In 2012, after a highly successful career of 197 wins, Sawada was traded to the Nagoya Wyverns, as Fujita intended Sawada to return to Nagoya and helm the Nagoya Family. At the same time, Shinada had become a known threat to the Nagoya Family after his former high school classmate and Tojo-kai chairman Daigo Dojima paid him to investigate the circumstances surrounding his ban from baseball. Sawada was sent to lure Shinada into a trap at the Wyverns Stadium, where he and his handlers from the Kuroha-gumi would murder Shinada.

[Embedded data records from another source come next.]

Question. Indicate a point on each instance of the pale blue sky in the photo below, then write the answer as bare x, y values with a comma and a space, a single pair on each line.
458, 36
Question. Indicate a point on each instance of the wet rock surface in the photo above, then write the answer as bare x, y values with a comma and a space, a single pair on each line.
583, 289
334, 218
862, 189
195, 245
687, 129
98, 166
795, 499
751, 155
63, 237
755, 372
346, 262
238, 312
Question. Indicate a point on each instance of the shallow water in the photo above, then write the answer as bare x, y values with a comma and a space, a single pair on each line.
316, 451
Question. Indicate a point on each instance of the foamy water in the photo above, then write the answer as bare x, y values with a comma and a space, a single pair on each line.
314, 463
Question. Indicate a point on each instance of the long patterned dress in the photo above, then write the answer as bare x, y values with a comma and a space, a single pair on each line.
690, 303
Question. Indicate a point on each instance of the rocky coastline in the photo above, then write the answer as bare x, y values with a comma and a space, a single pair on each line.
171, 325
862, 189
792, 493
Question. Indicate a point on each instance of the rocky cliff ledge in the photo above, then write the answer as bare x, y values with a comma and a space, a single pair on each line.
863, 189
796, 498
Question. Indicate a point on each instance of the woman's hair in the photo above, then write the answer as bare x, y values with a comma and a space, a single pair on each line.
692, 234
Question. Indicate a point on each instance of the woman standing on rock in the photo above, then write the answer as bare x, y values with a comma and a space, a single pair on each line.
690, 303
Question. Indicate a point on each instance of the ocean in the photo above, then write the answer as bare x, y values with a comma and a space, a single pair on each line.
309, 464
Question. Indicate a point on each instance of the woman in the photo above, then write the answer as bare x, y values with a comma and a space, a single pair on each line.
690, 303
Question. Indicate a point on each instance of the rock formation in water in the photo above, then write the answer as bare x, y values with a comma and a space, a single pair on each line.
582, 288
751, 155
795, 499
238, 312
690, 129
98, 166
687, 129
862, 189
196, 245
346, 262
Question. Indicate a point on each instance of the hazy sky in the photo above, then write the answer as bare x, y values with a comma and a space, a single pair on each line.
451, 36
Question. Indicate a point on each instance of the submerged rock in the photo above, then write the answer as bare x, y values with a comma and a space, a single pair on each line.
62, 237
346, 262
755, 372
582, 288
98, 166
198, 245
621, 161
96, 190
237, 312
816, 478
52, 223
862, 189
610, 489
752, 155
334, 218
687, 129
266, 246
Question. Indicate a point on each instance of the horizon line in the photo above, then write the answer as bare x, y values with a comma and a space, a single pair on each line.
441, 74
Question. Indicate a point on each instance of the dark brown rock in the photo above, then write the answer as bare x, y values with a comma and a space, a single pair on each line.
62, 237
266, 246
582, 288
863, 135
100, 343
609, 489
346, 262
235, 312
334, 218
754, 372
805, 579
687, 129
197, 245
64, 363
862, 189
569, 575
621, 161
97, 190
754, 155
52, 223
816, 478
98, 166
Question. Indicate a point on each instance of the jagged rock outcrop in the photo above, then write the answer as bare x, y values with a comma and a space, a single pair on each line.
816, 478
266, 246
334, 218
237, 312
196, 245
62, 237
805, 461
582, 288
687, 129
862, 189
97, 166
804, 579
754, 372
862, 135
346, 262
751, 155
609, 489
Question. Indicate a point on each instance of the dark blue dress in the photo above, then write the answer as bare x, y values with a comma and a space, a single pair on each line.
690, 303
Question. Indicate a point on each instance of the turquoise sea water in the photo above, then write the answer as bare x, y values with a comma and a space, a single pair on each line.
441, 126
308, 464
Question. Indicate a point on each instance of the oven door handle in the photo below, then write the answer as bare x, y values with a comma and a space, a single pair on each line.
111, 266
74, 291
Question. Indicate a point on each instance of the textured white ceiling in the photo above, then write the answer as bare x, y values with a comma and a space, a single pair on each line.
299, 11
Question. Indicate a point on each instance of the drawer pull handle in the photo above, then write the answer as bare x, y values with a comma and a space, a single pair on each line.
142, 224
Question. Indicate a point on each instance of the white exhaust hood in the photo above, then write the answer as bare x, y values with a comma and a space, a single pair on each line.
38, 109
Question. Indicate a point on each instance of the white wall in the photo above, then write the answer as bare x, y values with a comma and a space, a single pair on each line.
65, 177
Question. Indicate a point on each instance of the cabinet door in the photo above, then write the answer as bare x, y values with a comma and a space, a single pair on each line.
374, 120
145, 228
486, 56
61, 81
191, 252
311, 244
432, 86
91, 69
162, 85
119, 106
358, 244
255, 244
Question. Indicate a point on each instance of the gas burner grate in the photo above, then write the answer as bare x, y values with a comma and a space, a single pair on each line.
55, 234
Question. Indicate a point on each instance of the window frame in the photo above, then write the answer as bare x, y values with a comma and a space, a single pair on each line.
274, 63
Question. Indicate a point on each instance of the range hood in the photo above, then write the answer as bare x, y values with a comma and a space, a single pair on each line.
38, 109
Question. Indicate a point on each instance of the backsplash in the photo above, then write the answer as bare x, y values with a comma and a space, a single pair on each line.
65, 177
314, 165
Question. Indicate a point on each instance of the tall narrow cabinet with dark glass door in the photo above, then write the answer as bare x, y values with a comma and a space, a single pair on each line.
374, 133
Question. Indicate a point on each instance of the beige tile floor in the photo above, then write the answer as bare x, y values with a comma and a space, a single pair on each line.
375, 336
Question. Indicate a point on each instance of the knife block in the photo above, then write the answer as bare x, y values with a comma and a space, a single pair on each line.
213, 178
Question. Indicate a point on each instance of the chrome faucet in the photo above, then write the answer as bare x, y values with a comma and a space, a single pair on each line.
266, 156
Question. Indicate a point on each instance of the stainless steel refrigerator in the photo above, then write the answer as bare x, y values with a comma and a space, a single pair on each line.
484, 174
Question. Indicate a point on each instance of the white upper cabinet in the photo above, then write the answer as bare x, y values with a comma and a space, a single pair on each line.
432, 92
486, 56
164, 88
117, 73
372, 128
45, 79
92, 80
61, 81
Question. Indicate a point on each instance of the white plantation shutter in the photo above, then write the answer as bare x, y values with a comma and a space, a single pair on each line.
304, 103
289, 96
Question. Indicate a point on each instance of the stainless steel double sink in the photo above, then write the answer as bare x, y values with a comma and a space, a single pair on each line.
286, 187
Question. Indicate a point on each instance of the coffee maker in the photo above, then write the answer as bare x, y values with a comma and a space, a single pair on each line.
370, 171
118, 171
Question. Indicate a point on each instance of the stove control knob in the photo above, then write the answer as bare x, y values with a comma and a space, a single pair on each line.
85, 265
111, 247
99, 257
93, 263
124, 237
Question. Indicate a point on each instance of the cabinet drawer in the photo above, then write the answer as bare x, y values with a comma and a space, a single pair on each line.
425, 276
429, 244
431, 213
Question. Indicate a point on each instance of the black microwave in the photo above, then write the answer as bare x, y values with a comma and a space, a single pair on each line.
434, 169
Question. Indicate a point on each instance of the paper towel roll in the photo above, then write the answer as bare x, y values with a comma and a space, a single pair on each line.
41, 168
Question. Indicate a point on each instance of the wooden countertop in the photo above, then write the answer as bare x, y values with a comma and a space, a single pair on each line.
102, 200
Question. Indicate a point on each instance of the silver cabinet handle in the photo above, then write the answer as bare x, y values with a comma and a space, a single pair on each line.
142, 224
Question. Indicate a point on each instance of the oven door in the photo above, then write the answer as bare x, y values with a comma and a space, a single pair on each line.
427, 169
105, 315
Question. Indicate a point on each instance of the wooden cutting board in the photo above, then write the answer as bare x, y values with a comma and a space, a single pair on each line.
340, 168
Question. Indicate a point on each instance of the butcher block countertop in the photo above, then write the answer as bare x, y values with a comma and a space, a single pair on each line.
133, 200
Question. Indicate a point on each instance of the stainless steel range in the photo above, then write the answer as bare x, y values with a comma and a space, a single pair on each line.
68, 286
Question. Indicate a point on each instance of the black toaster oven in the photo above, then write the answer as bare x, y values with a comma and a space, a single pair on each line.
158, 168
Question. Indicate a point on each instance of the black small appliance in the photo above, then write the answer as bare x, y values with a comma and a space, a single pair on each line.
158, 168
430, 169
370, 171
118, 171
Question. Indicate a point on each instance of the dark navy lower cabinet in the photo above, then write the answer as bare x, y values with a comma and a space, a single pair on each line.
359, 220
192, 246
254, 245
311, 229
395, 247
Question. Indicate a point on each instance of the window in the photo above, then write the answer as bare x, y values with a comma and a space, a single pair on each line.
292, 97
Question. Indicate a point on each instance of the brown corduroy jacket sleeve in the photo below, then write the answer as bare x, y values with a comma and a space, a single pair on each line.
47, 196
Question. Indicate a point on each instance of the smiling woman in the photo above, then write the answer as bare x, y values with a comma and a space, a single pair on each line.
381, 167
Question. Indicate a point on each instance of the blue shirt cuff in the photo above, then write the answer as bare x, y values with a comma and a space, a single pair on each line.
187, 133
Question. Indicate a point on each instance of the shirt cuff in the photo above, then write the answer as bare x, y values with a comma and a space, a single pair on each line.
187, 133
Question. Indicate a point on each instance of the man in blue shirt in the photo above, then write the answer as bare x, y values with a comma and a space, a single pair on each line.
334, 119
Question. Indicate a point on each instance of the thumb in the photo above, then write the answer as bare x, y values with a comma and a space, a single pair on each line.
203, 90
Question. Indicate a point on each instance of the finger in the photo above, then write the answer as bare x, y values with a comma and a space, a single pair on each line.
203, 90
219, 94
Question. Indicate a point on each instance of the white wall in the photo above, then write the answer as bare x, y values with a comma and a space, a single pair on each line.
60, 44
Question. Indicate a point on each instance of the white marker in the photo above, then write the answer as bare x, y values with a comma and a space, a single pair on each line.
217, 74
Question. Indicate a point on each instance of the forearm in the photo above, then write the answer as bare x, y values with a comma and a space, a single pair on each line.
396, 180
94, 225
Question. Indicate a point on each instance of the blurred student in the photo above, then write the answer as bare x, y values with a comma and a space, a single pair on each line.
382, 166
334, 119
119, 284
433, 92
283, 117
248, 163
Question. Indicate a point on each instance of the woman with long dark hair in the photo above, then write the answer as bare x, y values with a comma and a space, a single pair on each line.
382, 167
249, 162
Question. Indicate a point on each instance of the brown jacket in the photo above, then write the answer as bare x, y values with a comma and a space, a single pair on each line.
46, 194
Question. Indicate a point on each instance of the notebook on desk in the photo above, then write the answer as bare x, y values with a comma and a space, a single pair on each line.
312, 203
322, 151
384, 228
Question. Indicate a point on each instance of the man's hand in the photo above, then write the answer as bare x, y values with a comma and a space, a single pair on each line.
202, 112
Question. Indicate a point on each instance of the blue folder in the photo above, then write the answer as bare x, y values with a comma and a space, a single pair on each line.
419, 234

Shinada met with Sawada, and the two discussed their fateful 1997 game and the match-fixing before the Omi hitmen arrived to kill Shinada. However, Sawada remained curious as to how Shinada had known that he would throw a fastball during his seventh pitch, while Shinada demanded to know more about why he was framed for sign-stealing. Sawada proceeded to shoot one hitman dead, and the two men fought off the remainder in hand-to-hand combat. The two then re-enacted their 1997 game at the stadium, with Shinada once again striking out on the seventh pitch as Sawada threw a fastball. Sawada, realizing that Shinada had not relied on sign-stealing and was instead a skilled player, acquired a newfound respect for his former rival, and the two reconciled before Shinada joked that he could retire in peace. When Shinada announced his intention to meet with Fujita in Tokyo, Sawada warned him that the Kuroha Family was planning something sinister at an upcoming Japan Dome concert, ultimately helping Shinada foil Shigeki Baba's attempted assassination of popstar Haruka Sawamura.